If the client identification was not conducted using one of these methods, the PCMLTFA would say that the client’s identity had not been ascertained, and prohibit the bank from dealing with the client. To satisfy their regulator, banks may require that mortgage companies identify each mortgagor in a bundle of mortgages according to current standards before they can be purchased.
In addition to ascertaining the client’s identification, certain information must be gathered from the client, and certain determinations made. By way of example, the mortgage company would have to gather the mortgagor’s date of birth and occupation (with the specificity required of relevant guidelines). Also, the mortgage company would seek to determine if the person was dealing on behalf of another person, previously held prescribed positions in any foreign government (i.e. a politically exposed foreign person), or was listed on terrorist financing or other sanctions lists.

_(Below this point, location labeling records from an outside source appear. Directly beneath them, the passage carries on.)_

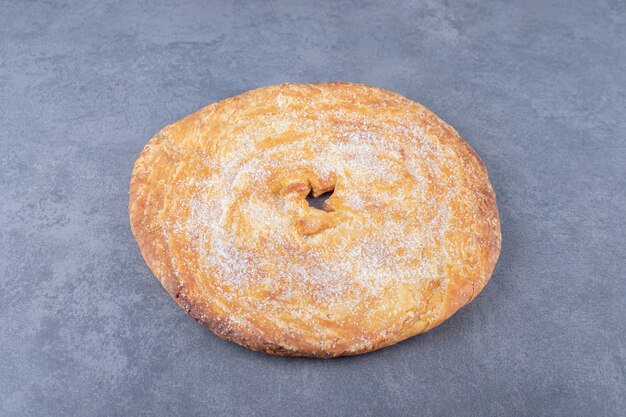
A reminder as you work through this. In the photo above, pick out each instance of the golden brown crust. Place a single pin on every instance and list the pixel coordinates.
(410, 234)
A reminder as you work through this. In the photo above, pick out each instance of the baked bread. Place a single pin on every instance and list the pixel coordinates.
(409, 235)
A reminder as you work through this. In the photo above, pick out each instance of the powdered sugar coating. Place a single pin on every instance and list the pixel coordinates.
(409, 235)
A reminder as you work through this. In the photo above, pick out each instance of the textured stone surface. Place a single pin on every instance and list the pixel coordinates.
(537, 88)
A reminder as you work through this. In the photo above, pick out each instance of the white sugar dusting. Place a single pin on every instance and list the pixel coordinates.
(242, 233)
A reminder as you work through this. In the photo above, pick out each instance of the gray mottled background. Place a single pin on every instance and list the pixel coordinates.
(537, 88)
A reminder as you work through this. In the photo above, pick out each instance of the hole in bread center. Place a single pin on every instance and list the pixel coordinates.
(318, 202)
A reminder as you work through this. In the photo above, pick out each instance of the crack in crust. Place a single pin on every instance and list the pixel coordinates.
(410, 235)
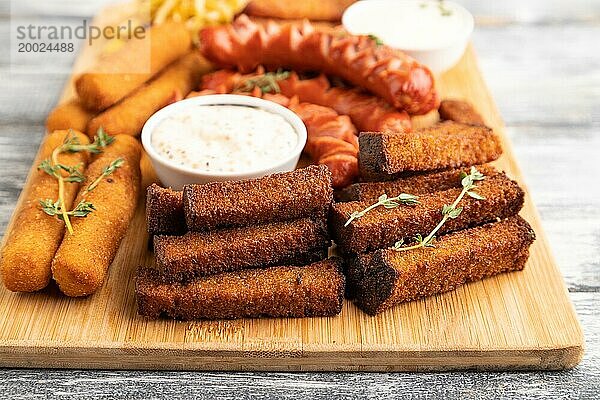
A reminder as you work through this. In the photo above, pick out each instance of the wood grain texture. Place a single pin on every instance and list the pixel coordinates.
(558, 120)
(485, 325)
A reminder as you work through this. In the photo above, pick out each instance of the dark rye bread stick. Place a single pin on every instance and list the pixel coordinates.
(381, 227)
(460, 111)
(299, 242)
(305, 192)
(445, 145)
(397, 276)
(416, 184)
(164, 211)
(308, 291)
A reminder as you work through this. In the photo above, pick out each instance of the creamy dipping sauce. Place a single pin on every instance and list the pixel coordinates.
(224, 138)
(410, 25)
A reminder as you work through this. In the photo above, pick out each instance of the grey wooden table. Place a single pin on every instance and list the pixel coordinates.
(542, 62)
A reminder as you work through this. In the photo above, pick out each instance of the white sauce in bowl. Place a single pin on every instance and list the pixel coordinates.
(410, 24)
(224, 138)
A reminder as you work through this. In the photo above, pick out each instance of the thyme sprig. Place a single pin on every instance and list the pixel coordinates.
(386, 202)
(54, 168)
(106, 171)
(267, 83)
(451, 211)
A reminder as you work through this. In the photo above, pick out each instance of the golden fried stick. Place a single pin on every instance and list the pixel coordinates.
(309, 291)
(382, 227)
(84, 256)
(35, 236)
(317, 10)
(460, 111)
(474, 254)
(129, 115)
(69, 115)
(445, 145)
(112, 80)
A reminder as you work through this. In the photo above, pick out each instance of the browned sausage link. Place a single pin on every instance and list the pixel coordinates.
(386, 72)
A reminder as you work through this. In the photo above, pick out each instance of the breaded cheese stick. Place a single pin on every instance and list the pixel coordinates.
(174, 82)
(416, 184)
(299, 242)
(35, 236)
(460, 111)
(445, 145)
(82, 260)
(309, 291)
(381, 227)
(164, 211)
(397, 276)
(112, 80)
(305, 192)
(69, 115)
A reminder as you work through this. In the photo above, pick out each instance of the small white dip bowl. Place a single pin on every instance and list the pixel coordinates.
(175, 175)
(435, 33)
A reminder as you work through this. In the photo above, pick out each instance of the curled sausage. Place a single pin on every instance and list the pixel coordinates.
(388, 73)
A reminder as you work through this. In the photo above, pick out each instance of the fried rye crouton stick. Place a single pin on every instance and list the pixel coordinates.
(144, 57)
(397, 276)
(381, 227)
(35, 236)
(308, 291)
(82, 260)
(173, 83)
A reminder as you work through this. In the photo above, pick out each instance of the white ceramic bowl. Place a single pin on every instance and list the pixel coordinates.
(175, 176)
(409, 25)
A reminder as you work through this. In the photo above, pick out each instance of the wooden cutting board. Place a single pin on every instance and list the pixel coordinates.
(521, 320)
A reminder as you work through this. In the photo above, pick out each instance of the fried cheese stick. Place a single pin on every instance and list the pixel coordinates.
(69, 115)
(308, 291)
(445, 145)
(35, 236)
(82, 260)
(299, 242)
(417, 184)
(173, 83)
(381, 227)
(111, 80)
(397, 276)
(305, 192)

Renewals complicate matters, because new accounts can trigger additional record-keeping obligations, and the reliance on initial identification may be barred in certain circumstances.
Banks and other financial services companies are also required to assess and document their risk of money laundering, and then to apply measures proportionate to the risk assessed. Legislation requires that those companies keep identification information up-to-date for clients involved in high risk activities, as well as to subject their transactions to enhanced monitoring. For mortgages, high risk clients might be isolated for risk-sensitive measures because of their occupation (e.g. real estate dealers and employees), their product mix (e.g. non-income qualifier mortgages), their activities (e.g. cash intensive transactions, early repayment, third party payments), and their geographic location (e.g. high intensity drug trafficking areas). Mortgage companies may wish to voluntarily adopt a risk management program for anti-money laundering in order to avoid price discounts or rejections of mortgages for perceived unmitigated risk.

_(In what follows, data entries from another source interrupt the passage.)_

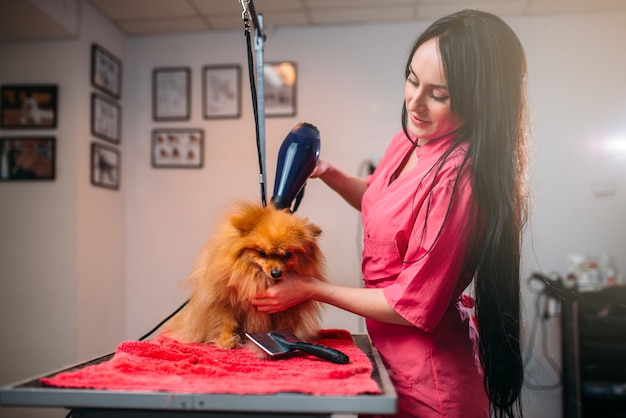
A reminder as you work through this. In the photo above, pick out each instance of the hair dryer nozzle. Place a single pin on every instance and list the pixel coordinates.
(297, 157)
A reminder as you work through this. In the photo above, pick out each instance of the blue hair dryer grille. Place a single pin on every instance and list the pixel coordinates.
(297, 157)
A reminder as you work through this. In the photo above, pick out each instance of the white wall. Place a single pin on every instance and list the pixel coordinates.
(62, 248)
(350, 86)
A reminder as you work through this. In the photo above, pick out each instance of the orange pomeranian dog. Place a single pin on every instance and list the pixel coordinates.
(255, 247)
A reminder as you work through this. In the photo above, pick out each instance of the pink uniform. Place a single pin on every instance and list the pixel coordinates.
(433, 364)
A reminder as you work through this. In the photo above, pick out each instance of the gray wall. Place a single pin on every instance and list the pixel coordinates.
(83, 268)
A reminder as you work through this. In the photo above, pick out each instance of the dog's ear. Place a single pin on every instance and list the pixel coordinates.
(314, 230)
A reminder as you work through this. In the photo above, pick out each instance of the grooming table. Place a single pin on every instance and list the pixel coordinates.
(89, 403)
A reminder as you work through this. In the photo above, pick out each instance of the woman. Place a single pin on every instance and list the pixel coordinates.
(445, 205)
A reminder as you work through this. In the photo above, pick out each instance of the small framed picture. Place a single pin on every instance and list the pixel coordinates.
(105, 118)
(222, 91)
(177, 148)
(105, 166)
(27, 158)
(29, 106)
(106, 71)
(280, 88)
(171, 94)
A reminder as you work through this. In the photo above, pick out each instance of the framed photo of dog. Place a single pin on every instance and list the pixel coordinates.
(280, 88)
(28, 106)
(177, 148)
(105, 166)
(27, 158)
(105, 118)
(222, 91)
(106, 71)
(171, 94)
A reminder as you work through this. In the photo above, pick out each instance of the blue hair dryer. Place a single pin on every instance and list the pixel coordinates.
(297, 157)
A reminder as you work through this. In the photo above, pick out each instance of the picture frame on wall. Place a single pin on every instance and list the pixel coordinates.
(29, 106)
(280, 88)
(105, 166)
(106, 71)
(106, 117)
(177, 148)
(171, 94)
(221, 92)
(24, 158)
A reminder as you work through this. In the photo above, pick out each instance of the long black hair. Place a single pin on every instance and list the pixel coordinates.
(485, 66)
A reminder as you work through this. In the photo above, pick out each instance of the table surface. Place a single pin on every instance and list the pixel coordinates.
(32, 393)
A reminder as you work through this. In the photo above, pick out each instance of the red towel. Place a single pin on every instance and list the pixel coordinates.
(164, 364)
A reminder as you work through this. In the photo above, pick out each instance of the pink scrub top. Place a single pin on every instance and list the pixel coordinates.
(420, 266)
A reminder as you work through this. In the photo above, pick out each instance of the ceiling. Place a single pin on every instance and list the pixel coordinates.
(48, 19)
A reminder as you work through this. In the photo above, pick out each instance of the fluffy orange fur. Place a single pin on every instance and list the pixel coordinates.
(253, 248)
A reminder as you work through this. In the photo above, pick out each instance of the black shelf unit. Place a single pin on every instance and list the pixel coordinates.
(594, 353)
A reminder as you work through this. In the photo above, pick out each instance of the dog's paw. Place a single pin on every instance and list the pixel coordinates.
(228, 341)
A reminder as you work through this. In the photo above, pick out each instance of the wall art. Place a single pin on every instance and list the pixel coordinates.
(177, 148)
(27, 158)
(28, 106)
(222, 91)
(105, 166)
(105, 118)
(106, 71)
(279, 83)
(171, 94)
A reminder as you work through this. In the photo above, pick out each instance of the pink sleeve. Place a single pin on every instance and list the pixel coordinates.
(434, 262)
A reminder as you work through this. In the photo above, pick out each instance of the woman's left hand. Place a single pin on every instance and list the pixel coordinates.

For regulated entities, prescribed transactions are reported to the Financial Transactions and Reports Analysis Centre of Canada (FINTRAC). Prescribed transactions include those reporting terrorist property (terrorist property reports or “TPRs”), international funds transfer transactions with a value of CAD 10,000 or more (electronic funds transfer reports, or “EFTRs”), cash transactions of CAD 10,000 or more (large cash transaction reports or “LCTRs”), and suspicious and attempted suspicious transactions (“STRs”). Since mortgage and finance companies are not among the categories of financial services companies with responsibilities to AML legislation, they are not obligated to file TPRs, EFTRs, LCTRs, or STRs with FINTRAC, and may be prevented from doing so by privacy legislation. Notwithstanding, it is an offence in Canada to knowingly deal with the proceeds of crime, and the criminal code grants immunity to persons disclosing to law enforcement in good faith information relevant to a crime or terrorist property. Some persons provide information voluntarily to FINTRAC in respect of transactions they deem suspicious. It is unclear whether provisions for civil and criminal immunity apply in respect of these voluntary disclosures to FINTRAC.
It is worth noting that guidance drafted by OSFI prohibits banks and other entities it regulates from issuing a mortgage in cases where an STR has been filed.
AML legislation applicable to financial services companies, as well as heightened expectations applied by federal regulators, have trickled down to impact the activities of mortgage and finance companies, which are not formally subject to those same regulatory standards. Ignoring those expectations can lead to unsalable and underpriced mortgage portfolios. Voluntary adoption of domestic AML standards which apply to expected purchasers can lead to easier sales processes, and can help to preserve the mortgage company’s reputation.